AB ülkelerinden ithal edilen plastik atık miktarı yılda yaklaşık 700 bin tondur(250 kamyon dolusu plastik). Türkiye’nin 4.5 milyon ton plastik atıklarını çöp toplama alanlarına atması, sektörün ihtiyacı olan 657 bin ton atığı ise AB ülkelerinden ithal etmesi anlaşılması oldukça zor bir çelişki değil mi?
Kendi plastik atıklarını toplama, cinslerine göre tasnif etme ve geri dönüşüm tesislerinde değerlendirilmesini sağlayamayan AKP yönetimi sektör ihtiyacını karşılamak adına ithalatı serbest bırakarak ülkemizin AB ülkelerinin çöp merkezi olmasını kabul etmektedir. Oysa
AB çöpleri yerine kendi çöp toplama alanlarına gömülen atıkların sisteme dahil edilmesini sağlaması gerekmektedir.
DOĞRU PARTİ olarak; Bizim kaynaklarımızın bize fazlasıyla yeter miktarda olduğunu biliyor ve iktidarımızda bu kaynakların en verimli şekilde kullanılması ile her alanda bağımsız olmamız temin edilecektir. Bu amaçla;
- Türkiye’deki tüm plastik atık tesisler(legal ve illegal)

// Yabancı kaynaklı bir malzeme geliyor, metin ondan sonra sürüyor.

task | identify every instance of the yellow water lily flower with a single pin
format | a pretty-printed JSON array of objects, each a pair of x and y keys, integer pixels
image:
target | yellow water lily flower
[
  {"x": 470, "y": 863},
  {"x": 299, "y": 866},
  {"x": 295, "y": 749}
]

- İşleme esnasında açığa çıkan artıklar denetlenecek ve izin verilen yerlere vermeyenlere ağır yaptırımlar uygulanacaktır.
- Tesiste oluşan atık suların mutlaka arıtılması sağlanacaktır.
- İllegal çalışan tesisler kapatılacaktır.
- Belediyeler üzerinden çöp depolama alanına plastik atık gitmesini önleyici tedbirler alınacaktır.
AKP iktidarı, belediyelerin plastik atık toplama zorunluluğunu yerine getirmesi konusunda varsa eksiklerinin tamamlanması ve teşviklerle desteklemesi yanında belediyelerinde vatandaşların atıkları cinslerine göre toplayacağı poşetleri dağıtarak halkın desteğini alması gerekmektedir. Böylece plastik atıkların %25’ini dahi toplasa sektörün ihtiyacını karşılayacak ve dış ülkelerin kirli atıklarının ithal edilmesine ihtiyaç kalmayacaktır.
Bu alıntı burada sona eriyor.